You are viewing a plain text version of this content. The canonical link for it is here.
Posted to user@flink.apache.org by Fabian Hueske <fh...@gmail.com> on 2018/05/02 09:43:06 UTC

Re: coordinate watermarks between jobs?

Hi Tao,

The watermarks of operators that consume from two (or more) streams are
always synced to the lowest watermark.
This behavior guarantees that data won't be late (unless it was late when
watermarks were assigned). However, the operator will most likely need to
buffer more events from the "faster" streams.

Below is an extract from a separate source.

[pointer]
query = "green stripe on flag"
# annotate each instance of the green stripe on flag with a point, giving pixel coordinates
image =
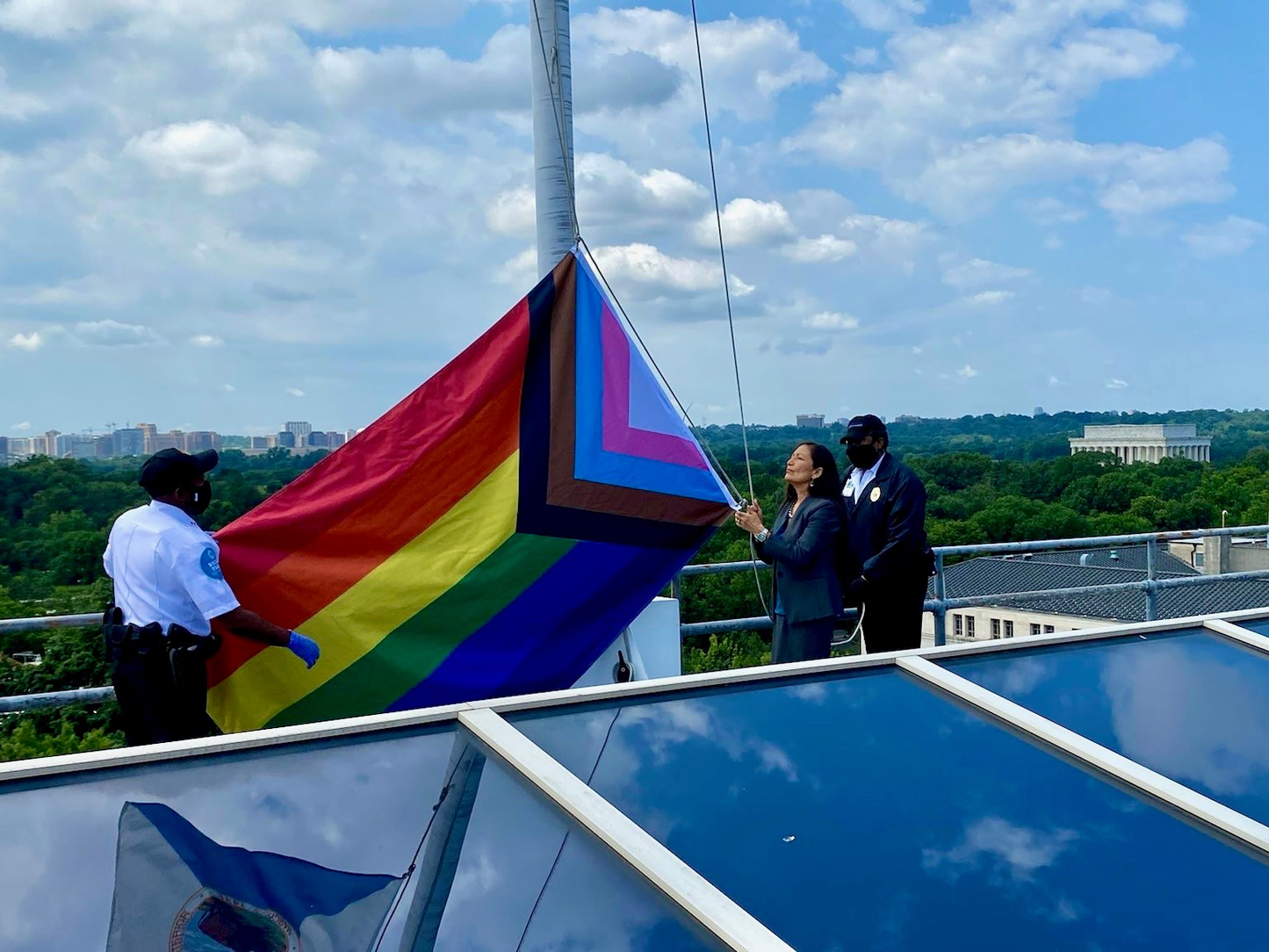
(414, 650)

Right now, it is not possible to throttle faster streams to the pace of the
slowest stream.

Best, Fabian

2018-04-27 1:05 GMT+02:00 Tao Xia <ta...@udacity.com>:

> Hi All,
>   I am trying to reply events from 3 different sources and hopefully in
> time sequence, say Stream1, Stream2, Stream3. Since their size vary a lot,
> the watermarks on one stream is much faster than other streams.  Is there
> any way to coordinate the watermarks between different input streams.
> Thanks,
> Tao
>

Re: coordinate watermarks between jobs?

Posted by Eron Wright <er...@gmail.com>.
It might be possible to apply backpressure to the channels that are
significantly ahead in event time.  Tao, it would not be trivial, but if
you'd like to investigate more deeply, take a look at the Flink runtime's
`StatusWatermarkValve` and the associated stream input processors to see
how an operator integrates incoming watermarks.   A key challenge would be
to apply backpressure to the upstream channel for reasons other than the
availability of network buffers.  Take a look at FLINK-7282 which
introduced a credit system that may be useful here.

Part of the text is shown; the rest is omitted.